Daddy"s Labour
It's true, labour and childbirth put us mummies to the test.
We feel the pain of the contractions, the pushing, being at the centre of attention of the obstetricians, in addition, of course, to experiencing the birth of the baby in a more absorbing way.
But let's try for a moment to abandon the clichés and let's think of our companions...
Yes, up to this point they only got the pleasant side of the birth of a child.
But let's try putting ourselves in their shoes.
For them, the experience of birth could be much more difficult than for us, especially from the emotional viewpoint.
The huge belly, a curse and a blessing of our nine months, also has the undeniable advantage of preparing us for the arrival of the little one, of giving us the awareness that a little being is really on his way.
The morning sickness first and the kicking now, and labour then accompany us through a process of growth that transforms women into mothers.
Our partners experience nothing of the sort.
And compared to us, they usually have a lesser inclination toward psychological introspection; they are almost reticent about facing their fears, in admitting them completely, even to themselves.
Seeing the attention totally focused on their partner triggers in them an ambiguous past experience made of fear for the unknown, jealousy, guilt and a feeling of impotence, which is surely non very pleasant.
And let's not forget the anxiety that, in many men, surfaces from the prospective of witnessing childbirth.
If for some it is exciting - there are even those who film the event on tape - there are many men who fear not being able to stand the sight of blood, the idea that the woman might suffer or a high emotional-impact atmosphere.
We should not forget the most strictly "visual" aspect.
For a man it is not an easy task to see his partner's body, which up to just a while before was a source of desire and sexual pleasure, transform into a generator of life through pain.
The fear of no longer being able to touch his companion like before could become a reality and, from there, comes the sensation that nothing will be the same; that everything may change.

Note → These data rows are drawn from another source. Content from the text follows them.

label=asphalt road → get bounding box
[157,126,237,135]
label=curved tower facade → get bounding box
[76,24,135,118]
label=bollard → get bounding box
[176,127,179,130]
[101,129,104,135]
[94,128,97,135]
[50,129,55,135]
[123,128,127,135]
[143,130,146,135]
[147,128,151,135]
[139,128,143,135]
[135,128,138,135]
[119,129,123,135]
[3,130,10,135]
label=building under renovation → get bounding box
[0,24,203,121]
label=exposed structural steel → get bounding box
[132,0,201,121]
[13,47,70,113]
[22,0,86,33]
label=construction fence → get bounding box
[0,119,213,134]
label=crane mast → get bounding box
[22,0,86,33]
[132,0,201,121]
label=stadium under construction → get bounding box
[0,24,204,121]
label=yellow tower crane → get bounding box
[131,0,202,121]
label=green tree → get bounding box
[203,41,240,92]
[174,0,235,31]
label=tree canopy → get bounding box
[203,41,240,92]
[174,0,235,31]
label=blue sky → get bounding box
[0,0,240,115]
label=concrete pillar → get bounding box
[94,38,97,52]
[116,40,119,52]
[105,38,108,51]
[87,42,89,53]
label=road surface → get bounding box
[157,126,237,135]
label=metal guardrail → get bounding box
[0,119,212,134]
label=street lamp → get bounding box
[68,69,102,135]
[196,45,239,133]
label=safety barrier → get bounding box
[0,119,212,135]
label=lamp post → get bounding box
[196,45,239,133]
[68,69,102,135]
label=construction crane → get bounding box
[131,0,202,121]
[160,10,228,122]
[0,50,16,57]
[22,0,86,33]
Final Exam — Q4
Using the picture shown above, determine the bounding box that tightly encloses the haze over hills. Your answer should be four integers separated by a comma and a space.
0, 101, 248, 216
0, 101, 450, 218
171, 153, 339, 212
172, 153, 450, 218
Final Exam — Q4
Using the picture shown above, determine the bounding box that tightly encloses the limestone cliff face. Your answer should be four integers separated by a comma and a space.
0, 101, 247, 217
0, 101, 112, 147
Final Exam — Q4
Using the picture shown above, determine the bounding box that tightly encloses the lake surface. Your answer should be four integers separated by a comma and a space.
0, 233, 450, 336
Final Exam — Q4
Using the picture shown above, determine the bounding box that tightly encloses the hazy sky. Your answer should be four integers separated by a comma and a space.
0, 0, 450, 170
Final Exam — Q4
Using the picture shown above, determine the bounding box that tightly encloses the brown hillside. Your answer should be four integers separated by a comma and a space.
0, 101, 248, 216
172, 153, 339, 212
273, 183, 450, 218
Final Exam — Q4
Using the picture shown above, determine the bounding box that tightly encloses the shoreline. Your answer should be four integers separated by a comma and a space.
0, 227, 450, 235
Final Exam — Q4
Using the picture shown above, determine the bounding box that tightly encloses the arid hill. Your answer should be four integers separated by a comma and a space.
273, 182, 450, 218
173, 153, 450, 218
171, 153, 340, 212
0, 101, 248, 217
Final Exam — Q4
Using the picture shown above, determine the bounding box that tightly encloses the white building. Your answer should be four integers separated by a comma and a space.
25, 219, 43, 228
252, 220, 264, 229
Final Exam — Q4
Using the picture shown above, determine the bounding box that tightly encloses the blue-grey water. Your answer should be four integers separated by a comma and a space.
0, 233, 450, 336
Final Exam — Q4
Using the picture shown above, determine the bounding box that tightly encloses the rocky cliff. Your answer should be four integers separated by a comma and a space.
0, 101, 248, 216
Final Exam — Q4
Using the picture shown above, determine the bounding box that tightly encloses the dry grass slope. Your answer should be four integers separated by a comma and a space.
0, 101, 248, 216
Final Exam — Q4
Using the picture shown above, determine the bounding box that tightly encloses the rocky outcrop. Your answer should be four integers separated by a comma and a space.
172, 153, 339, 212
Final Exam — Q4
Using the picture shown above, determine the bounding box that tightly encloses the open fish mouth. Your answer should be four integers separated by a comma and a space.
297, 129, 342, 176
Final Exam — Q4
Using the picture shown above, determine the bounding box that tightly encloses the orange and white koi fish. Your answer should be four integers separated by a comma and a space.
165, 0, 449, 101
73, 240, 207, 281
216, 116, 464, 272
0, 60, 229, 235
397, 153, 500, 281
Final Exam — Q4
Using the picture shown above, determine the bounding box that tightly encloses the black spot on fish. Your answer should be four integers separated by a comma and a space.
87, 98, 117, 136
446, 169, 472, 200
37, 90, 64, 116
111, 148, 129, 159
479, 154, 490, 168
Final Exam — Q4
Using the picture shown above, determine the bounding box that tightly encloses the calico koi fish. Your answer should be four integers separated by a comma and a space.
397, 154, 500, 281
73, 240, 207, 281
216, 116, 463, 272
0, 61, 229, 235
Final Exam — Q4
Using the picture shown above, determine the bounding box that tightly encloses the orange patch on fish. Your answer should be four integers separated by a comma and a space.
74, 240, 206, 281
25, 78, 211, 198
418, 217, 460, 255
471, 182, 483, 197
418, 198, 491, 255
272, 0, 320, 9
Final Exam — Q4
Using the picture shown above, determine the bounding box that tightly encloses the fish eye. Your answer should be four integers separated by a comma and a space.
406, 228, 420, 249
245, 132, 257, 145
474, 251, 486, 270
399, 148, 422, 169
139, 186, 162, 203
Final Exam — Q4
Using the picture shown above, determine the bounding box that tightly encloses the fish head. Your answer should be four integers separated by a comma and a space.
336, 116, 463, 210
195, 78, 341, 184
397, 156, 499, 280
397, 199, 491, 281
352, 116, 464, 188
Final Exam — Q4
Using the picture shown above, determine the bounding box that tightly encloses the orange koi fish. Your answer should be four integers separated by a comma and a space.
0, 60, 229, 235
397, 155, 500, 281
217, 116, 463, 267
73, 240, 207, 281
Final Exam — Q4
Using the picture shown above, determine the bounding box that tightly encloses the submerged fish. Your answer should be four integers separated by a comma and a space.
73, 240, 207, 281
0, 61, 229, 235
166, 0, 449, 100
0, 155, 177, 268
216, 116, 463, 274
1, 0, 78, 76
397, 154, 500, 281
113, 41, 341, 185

Also, the anecdotic tales of friends who have "been there" often do nothing but make the situation worse.
It is important to involve our companion during the nine months, trying to make him experience his essential role of father, asking him to talk to the baby in the belly, caressing our abdomen when the baby kicks.
Invite him to come with you to the pre-birth classes, so he can become familiar with the hospital environment and see how other expecting couples experience this.
It doesn't take much to absorb him in this very important event.
And don't make him feel like an absent father if he decides not to be present for the actual birth: he can still become the best daddy in the world.
We feel the pain of the contractions, the pushing, being at the centre of attention of the obstetricians, in addition, of course, to experiencing the birth of the baby in a more absorbing way.
But let's try for a moment to abandon the clichés and let's think of our companions...
Yes, up to this point they only got the pleasant side of the birth of a child.
But let's try putting ourselves in their shoes.
For them, the experience of birth could be much more difficult than for us, especially from the emotional viewpoint.
The huge belly, a curse and a blessing of our nine months, also has the undeniable advantage of preparing us for the arrival of the little one, of giving us the awareness that a little being is really on his way.
The morning sickness first and the kicking now, and labour then accompany us through a process of growth that transforms women into mothers.
Our partners experience nothing of the sort.
And compared to us, they usually have a lesser inclination toward psychological introspection; they are almost reticent about facing their fears, in admitting them completely, even to themselves.
Seeing the attention totally focused on their partner triggers in them an ambiguous past experience made of fear for the unknown, jealousy, guilt and a feeling of impotence, which is surely non very pleasant.
And let's not forget the anxiety that, in many men, surfaces from the prospective of witnessing childbirth.
If for some it is exciting - there are even those who film the event on tape - there are many men who fear not being able to stand the sight of blood, the idea that the woman might suffer or a high emotional-impact atmosphere.
We should not forget the most strictly "visual" aspect.
For a man it is not an easy task to see his partner's body, which up to just a while before was a source of desire and sexual pleasure, transform into a generator of life through pain.
The fear of no longer being able to touch his companion like before could become a reality and, from there, comes the sensation that nothing will be the same; that everything may change.
Also, the anecdotic tales of friends who have "been there" often do nothing but make the situation worse.
It is important to involve our companion during the nine months, trying to make him experience his essential role of father, asking him to talk to the baby in the belly, caressing our abdomen when the baby kicks.
Invite him to come with you to the pre-birth classes, so he can become familiar with the hospital environment and see how other expecting couples experience this.
It doesn't take much to absorb him in this very important event.
And don't make him feel like an absent father if he decides not to be present for the actual birth: he can still become the best daddy in the world.